By David Ignatius
WASHINGTON – Think of Susan Rice as the president’s assertive kid sister. Where he’s cool and deferential, she’s boisterous and sometimes abrasive. Where he avoids public confrontation, she often relishes it. They have different styles, but make no mistake: What Rice says out loud is often what Obama is thinking privately.
In appointing Rice to become national security adviser in place of Tom Donilon, Obama is trading a reliable gray sedan for a flashier but more temperamental sports car. He’s replacing a man who dislikes taking risks, and has generally been good at avoiding them, with one of the more adventurous people in government.
And then there’s Benghazi: Obama is swapping a man who generally avoided the Sunday talk shows for someone who nearly committed career suicide for delivering the famous Benghazi talking points (for which she was otherwise blameless). Enough, already, about Benghazi.
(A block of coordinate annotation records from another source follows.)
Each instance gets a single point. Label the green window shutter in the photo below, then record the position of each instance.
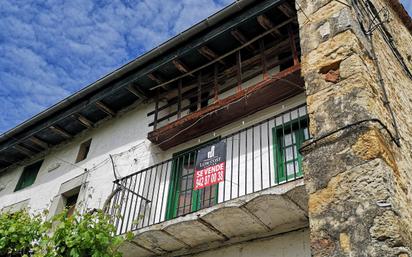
(181, 180)
(28, 176)
(287, 139)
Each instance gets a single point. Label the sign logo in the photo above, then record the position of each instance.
(210, 165)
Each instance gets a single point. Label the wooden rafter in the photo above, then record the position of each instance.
(239, 36)
(83, 120)
(286, 10)
(268, 25)
(24, 150)
(60, 131)
(221, 57)
(181, 66)
(39, 142)
(136, 92)
(106, 109)
(155, 78)
(281, 45)
(209, 54)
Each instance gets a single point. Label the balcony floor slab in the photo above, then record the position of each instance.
(268, 212)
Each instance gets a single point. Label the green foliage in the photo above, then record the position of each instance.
(20, 233)
(85, 235)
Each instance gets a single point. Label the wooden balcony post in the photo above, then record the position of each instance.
(263, 58)
(215, 83)
(199, 90)
(239, 70)
(156, 109)
(293, 46)
(179, 99)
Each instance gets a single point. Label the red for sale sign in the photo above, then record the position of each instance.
(210, 165)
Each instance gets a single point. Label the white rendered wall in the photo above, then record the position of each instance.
(293, 244)
(126, 134)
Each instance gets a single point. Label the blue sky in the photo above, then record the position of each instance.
(50, 49)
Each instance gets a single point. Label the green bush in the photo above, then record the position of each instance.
(80, 235)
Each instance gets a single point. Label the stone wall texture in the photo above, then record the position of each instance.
(358, 179)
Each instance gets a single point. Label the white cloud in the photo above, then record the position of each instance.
(50, 49)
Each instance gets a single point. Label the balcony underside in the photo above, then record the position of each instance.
(272, 90)
(272, 211)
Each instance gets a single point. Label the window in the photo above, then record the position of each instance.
(182, 198)
(70, 203)
(288, 138)
(28, 176)
(84, 150)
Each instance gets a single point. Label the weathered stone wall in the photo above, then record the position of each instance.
(358, 179)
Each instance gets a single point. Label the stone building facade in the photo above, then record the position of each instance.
(332, 76)
(358, 81)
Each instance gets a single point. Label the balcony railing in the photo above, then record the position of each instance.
(257, 157)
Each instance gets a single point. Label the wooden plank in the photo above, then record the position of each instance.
(220, 58)
(293, 46)
(239, 71)
(268, 25)
(209, 54)
(106, 109)
(24, 150)
(286, 10)
(199, 91)
(263, 59)
(215, 83)
(181, 67)
(60, 131)
(155, 78)
(83, 120)
(179, 99)
(136, 92)
(239, 36)
(279, 46)
(156, 109)
(39, 142)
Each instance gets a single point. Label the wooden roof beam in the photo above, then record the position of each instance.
(209, 54)
(181, 67)
(106, 109)
(286, 10)
(60, 131)
(136, 92)
(83, 120)
(24, 150)
(268, 25)
(39, 142)
(159, 80)
(239, 36)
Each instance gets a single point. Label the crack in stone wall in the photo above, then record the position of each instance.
(358, 181)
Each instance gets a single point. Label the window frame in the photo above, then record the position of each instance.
(28, 171)
(296, 128)
(172, 205)
(84, 150)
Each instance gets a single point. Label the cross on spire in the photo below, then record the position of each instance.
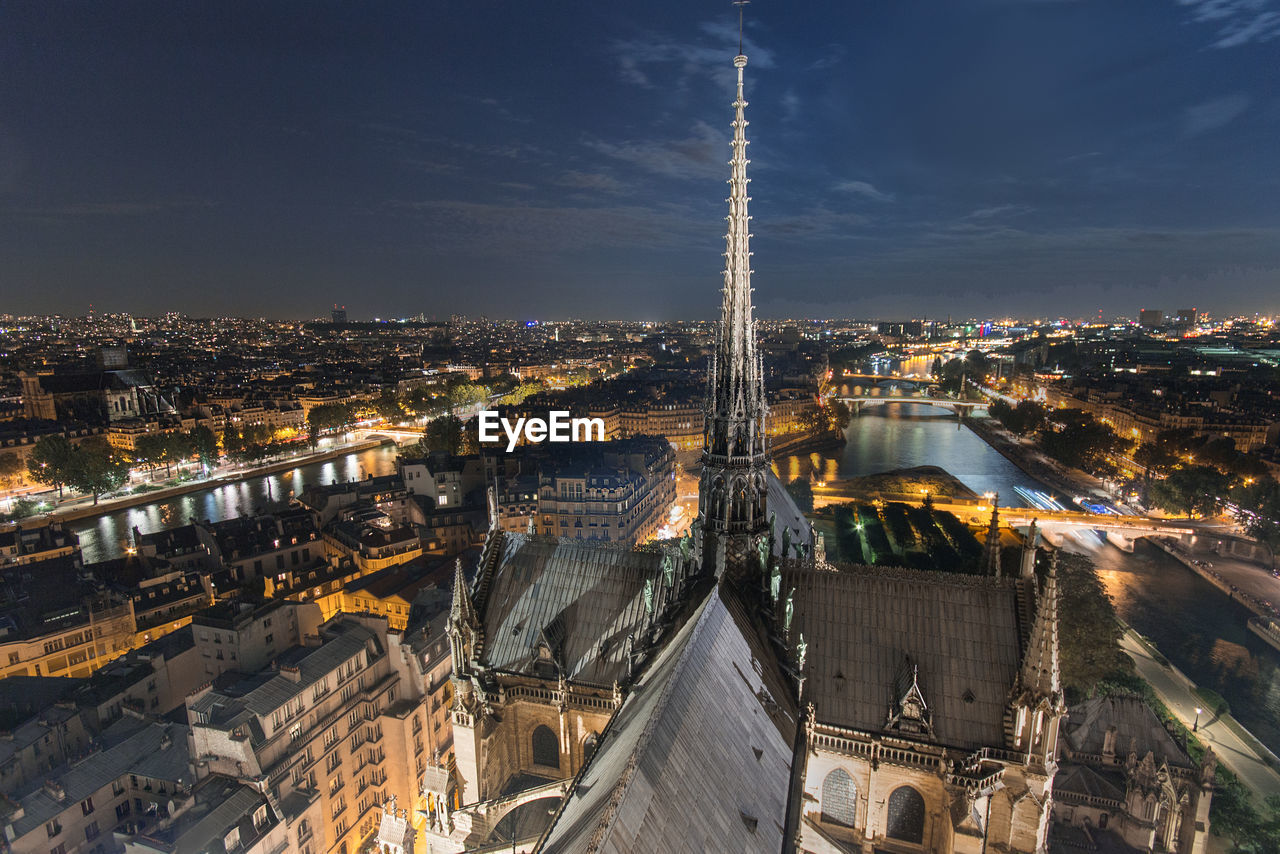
(740, 4)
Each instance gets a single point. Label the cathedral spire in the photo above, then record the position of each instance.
(732, 489)
(991, 548)
(1040, 674)
(462, 612)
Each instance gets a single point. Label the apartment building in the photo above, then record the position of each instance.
(140, 776)
(338, 717)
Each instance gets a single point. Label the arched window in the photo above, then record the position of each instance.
(545, 748)
(839, 798)
(905, 816)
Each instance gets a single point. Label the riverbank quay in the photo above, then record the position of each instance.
(1261, 606)
(805, 443)
(1069, 482)
(124, 502)
(1235, 747)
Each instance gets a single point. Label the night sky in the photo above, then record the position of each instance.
(561, 159)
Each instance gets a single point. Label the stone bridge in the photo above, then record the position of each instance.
(401, 435)
(896, 394)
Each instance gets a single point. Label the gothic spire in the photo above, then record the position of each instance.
(462, 613)
(732, 492)
(736, 393)
(991, 548)
(1040, 674)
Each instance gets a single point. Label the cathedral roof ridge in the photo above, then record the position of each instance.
(805, 569)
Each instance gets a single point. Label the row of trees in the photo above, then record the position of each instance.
(92, 466)
(1183, 473)
(158, 450)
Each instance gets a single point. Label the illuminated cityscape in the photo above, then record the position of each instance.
(370, 484)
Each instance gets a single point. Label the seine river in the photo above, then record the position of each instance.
(1196, 626)
(1192, 622)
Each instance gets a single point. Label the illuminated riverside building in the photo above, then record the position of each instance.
(332, 730)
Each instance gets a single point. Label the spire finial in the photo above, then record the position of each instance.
(740, 4)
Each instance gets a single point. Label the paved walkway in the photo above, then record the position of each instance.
(1239, 753)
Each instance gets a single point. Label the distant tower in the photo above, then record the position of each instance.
(732, 493)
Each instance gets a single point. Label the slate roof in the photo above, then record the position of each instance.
(711, 713)
(584, 596)
(220, 804)
(864, 624)
(135, 747)
(1080, 780)
(259, 695)
(786, 514)
(1138, 730)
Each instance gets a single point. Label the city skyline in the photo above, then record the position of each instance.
(1004, 158)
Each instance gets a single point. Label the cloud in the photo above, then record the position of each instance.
(515, 231)
(1214, 114)
(108, 209)
(597, 181)
(703, 154)
(987, 213)
(863, 188)
(831, 56)
(1238, 22)
(790, 105)
(818, 223)
(639, 59)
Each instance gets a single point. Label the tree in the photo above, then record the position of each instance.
(232, 439)
(205, 446)
(179, 446)
(96, 469)
(801, 492)
(50, 461)
(329, 418)
(443, 434)
(839, 415)
(1189, 489)
(10, 467)
(1088, 631)
(388, 407)
(22, 508)
(464, 394)
(1080, 442)
(151, 450)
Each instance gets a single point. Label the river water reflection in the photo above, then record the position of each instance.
(1197, 628)
(104, 537)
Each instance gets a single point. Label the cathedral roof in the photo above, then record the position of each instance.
(579, 598)
(786, 512)
(711, 713)
(1087, 782)
(1138, 730)
(864, 624)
For an Obama administration that is struggling to find its voice in the second term, Rice’s elevation should be helpful.
But the Rice nomination brings some obvious risks: She is not a quiet inside player in the tradition of Brent Scowcroft, who was Donilon’s role model as national security adviser. She’s more in the tradition of extroverted policy intellectuals such as Zbigniew Brzezinski and Henry Kissinger, who used the media press and other channels to shape events.
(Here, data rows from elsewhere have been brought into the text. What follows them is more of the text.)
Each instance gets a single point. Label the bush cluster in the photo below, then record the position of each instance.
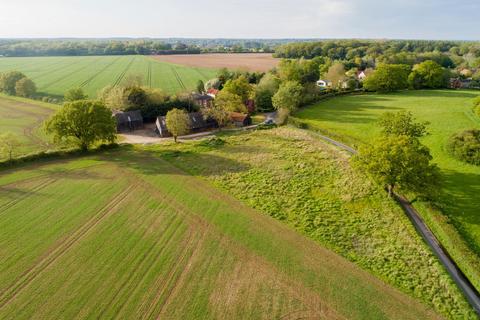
(465, 146)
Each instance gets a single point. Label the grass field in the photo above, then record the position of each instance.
(25, 119)
(310, 186)
(155, 242)
(55, 75)
(353, 119)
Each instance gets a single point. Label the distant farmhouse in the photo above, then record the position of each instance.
(197, 124)
(203, 100)
(129, 120)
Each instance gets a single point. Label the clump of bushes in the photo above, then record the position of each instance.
(465, 146)
(476, 105)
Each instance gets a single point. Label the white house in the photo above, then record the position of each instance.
(361, 75)
(324, 83)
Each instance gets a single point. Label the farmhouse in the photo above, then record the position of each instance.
(197, 124)
(203, 100)
(324, 83)
(240, 119)
(129, 120)
(212, 92)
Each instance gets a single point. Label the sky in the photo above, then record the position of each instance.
(395, 19)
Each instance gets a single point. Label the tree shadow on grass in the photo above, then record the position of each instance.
(186, 162)
(360, 111)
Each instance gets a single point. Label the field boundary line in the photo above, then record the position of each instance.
(48, 85)
(175, 73)
(470, 292)
(124, 72)
(84, 83)
(8, 294)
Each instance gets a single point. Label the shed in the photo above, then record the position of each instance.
(129, 120)
(241, 119)
(203, 100)
(197, 124)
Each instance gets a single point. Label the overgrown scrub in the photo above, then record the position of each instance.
(465, 146)
(309, 185)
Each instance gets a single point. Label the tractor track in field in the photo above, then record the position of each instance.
(84, 83)
(149, 74)
(48, 85)
(177, 76)
(9, 293)
(124, 72)
(172, 235)
(146, 257)
(37, 188)
(167, 284)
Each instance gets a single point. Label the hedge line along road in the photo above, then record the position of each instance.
(470, 292)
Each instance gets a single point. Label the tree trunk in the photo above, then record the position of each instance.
(390, 190)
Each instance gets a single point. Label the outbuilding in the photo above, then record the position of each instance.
(241, 119)
(129, 120)
(197, 124)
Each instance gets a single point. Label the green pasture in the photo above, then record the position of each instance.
(25, 118)
(353, 120)
(55, 75)
(153, 241)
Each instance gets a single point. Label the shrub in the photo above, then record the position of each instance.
(25, 88)
(465, 146)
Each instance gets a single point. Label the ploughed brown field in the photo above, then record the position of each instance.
(242, 61)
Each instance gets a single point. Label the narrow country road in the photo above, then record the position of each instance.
(470, 292)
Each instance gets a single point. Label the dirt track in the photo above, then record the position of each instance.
(242, 61)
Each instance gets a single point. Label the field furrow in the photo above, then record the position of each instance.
(29, 275)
It will be interesting to see how Rice shares the foreign-policy platform with Secretary of State John Kerry.
Obama’s personal relationship with Rice will allow her to speak with special authority when she’s dealing with foreign leaders. But it could undercut Kerry, who’s otherwise off to a strong start.
Rice will have trouble matching Donilon’s success as a process manager. Critics argue that Donilon has been overly organized and top-down, but he has run a smooth interagency process: paperwork is delivered on time to the Oval Office; decisions are made and implemented (or fuzzed because the president wants it that way).
Donilon has been a firm and sometimes controlling presence, and he’s known as a hard taskmaster. But he gets the job done, in a way that Cabinet officials generally feel is fair. This won’t be easy for Rice to replicate.
Rice’s biggest challenge is to help Obama project a more strategic view of foreign policy. Donilon took on the big issue of rebalancing U.S. diplomatic and military power toward Asia – culminating in this weekend’s summit between Obama and China’s President Xi Jinping. But beyond the pivot to Asia, policymaking during the Donilon years sometimes seemed reactive.
Rice has star power. She is smart, funny, profane and passionate. She can also be her own worst enemy – using sharp words or elbows when a softer touch would work better. In that sense, she and Obama are well-matched: The cool and cautious chief executive may benefit from a more hot-tempered national security adviser, and vice versa.